L’apparence du Bai Ze

Le Bai Ze n’est pas décrit de manière unique dans les sources. Son image varie selon les textes et les compilations ultérieures. Les traditions le présentent souvent comme une créature hybride, parfois proche d’un lion, parfois d’un loup, avec une ou deux cornes et un pelage clair.

Les recueils postérieurs, notamment les encyclopédies des Tang et des Song, lui attribuent aussi une capacité unique : il parle la langue des hommes et comprend tous les êtres surnaturels. Il n’est pas particulièrement dangereux.

« 白泽,状如狮子,知天下鬼神之事。»
Le Bai Ze ressemble à un lion. Il connaît toutes les affaires des démons et des esprits du monde.

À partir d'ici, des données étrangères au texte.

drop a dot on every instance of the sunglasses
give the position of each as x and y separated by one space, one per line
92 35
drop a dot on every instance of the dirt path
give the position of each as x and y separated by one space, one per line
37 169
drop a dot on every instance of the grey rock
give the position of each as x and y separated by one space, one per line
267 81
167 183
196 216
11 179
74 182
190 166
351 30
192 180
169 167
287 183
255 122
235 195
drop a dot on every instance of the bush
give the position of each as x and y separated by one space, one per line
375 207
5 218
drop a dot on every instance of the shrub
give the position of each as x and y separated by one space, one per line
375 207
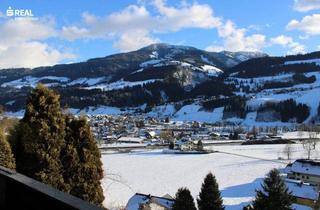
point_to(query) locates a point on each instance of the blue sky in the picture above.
(70, 31)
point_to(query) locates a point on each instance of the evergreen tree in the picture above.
(184, 200)
(210, 197)
(274, 194)
(81, 160)
(40, 137)
(6, 156)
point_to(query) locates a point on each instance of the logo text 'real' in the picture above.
(19, 12)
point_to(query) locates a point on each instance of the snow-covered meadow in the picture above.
(152, 172)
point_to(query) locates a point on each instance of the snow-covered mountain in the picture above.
(183, 83)
(119, 68)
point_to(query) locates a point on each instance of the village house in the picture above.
(149, 202)
(307, 171)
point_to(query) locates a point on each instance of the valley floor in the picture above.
(239, 171)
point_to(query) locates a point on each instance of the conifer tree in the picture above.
(40, 138)
(184, 200)
(274, 194)
(6, 156)
(81, 160)
(210, 197)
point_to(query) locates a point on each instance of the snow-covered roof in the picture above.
(130, 139)
(311, 167)
(138, 199)
(302, 190)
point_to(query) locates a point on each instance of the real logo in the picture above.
(19, 12)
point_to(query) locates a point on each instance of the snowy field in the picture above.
(152, 172)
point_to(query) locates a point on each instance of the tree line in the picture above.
(54, 147)
(273, 194)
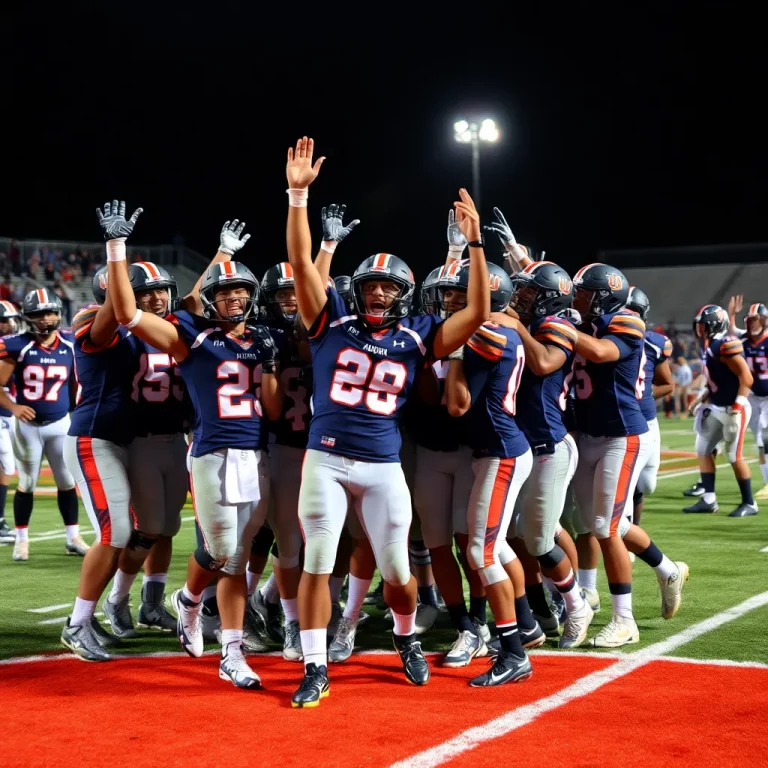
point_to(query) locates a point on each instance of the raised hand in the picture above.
(299, 169)
(456, 240)
(112, 220)
(333, 228)
(230, 241)
(467, 217)
(500, 228)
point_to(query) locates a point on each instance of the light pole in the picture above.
(473, 133)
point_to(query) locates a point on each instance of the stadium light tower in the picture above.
(473, 132)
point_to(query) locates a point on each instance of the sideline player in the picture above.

Tradition citée dans les encyclopédies postérieures

L’Empereur Jaune et la rencontre

Le récit le plus célèbre le met en scène avec l’Empereur Jaune 黄帝. Selon la tradition rapportée dans des compilations plus tardives, l’Empereur Jaune voyageait vers l’est lorsqu’il rencontra le Bai Ze au bord de la mer. La créature lui parla alors de tous les démons du monde et lui expliqua comment les reconnaître, les éviter ou les repousser.

L’Empereur Jaune fit alors consigner ce savoir. La légende dit qu’il ordonna aussi d’illustrer ces créatures pour que les humains puissent les identifier.

« 黄帝东巡,遇白泽于海滨。 白泽言天下鬼神之事。»
L’Empereur Jaune voyageait vers l’est. Il rencontra le Bai Ze au bord de la mer. Le Bai Ze lui parla de toutes les affaires des démons et des esprits du monde.

tradition rapportée dans le Baize Tu cité par les encyclopédies anciennes

Le bestiaire des démons

le Baize Tu 白泽图 est aujourd’hui perdu, mais il est cité dans des ouvrages ultérieurs. La tradition lui attribue un inventaire très vaste des êtres surnaturels, parfois donné comme 11 520 créatures.

Le but du recueil n’était pas seulement descriptif. Il servait à nommer les esprits, à les classer et à indiquer les moyens de s’en protéger. Dans la pensée traditionnelle, connaître le nom d’une entité revenait souvent à réduire son pouvoir.

Une fonction protectrice

Le Bai Ze n’est donc pas seulement un savant. Il est aussi un protecteur. Son image sert à éloigner les mauvais esprits, surtout dans les pratiques populaires et talismaniques.

Sous les Tang et les Song, des amulettes portant son image circulaient. Elles étaient placées sur les portes, les vêtements des enfants ou dans les tombes pour protéger les vivants et les morts. Le Bai Ze devient alors une figure apotropaïque : il rend les démons inefficaces par le savoir.

Le saviez-vous ?

Le nom Bai Ze signifie littéralement « marais blanc ». Cela a conduit certains chercheurs à y voir à l’origine une créature liée aux zones humides, avant qu’elle ne devienne un animal savant et protecteur.

Au Japon, le Bai Ze est connu sous le nom de Hakutaku. Il y joue un rôle proche : celui d’un monstre érudit qui connaît tous les démons. Cette tradition japonaise a contribué à fixer son image moderne.

Le nombre 11 520 est souvent associé à son bestiaire, mais il faut le considérer comme une donnée issue de la tradition textuelle, ce chiffre varie et n’est pas « historique ».

Le Bai Ze est moins célèbre que le dragon ou le phénix, mais il occupe une place importante dans les croyances populaires. Il apparaît sur des talismans, des estampes et des objets de protection.

Dans la culture contemporaine, il est réinterprété comme un monstre sage, parfois inquiétant, souvent associé au savoir occulte. On le retrouve dans les jeux vidéo, les mangas et les romans de fantasy.

Aujourd’hui encore, le Bai Ze reste une figure singulière de la mythologie chinoise : un monstre qui ne détruit pas, mais qui connaît le monde assez bien pour en déjouer les dangers.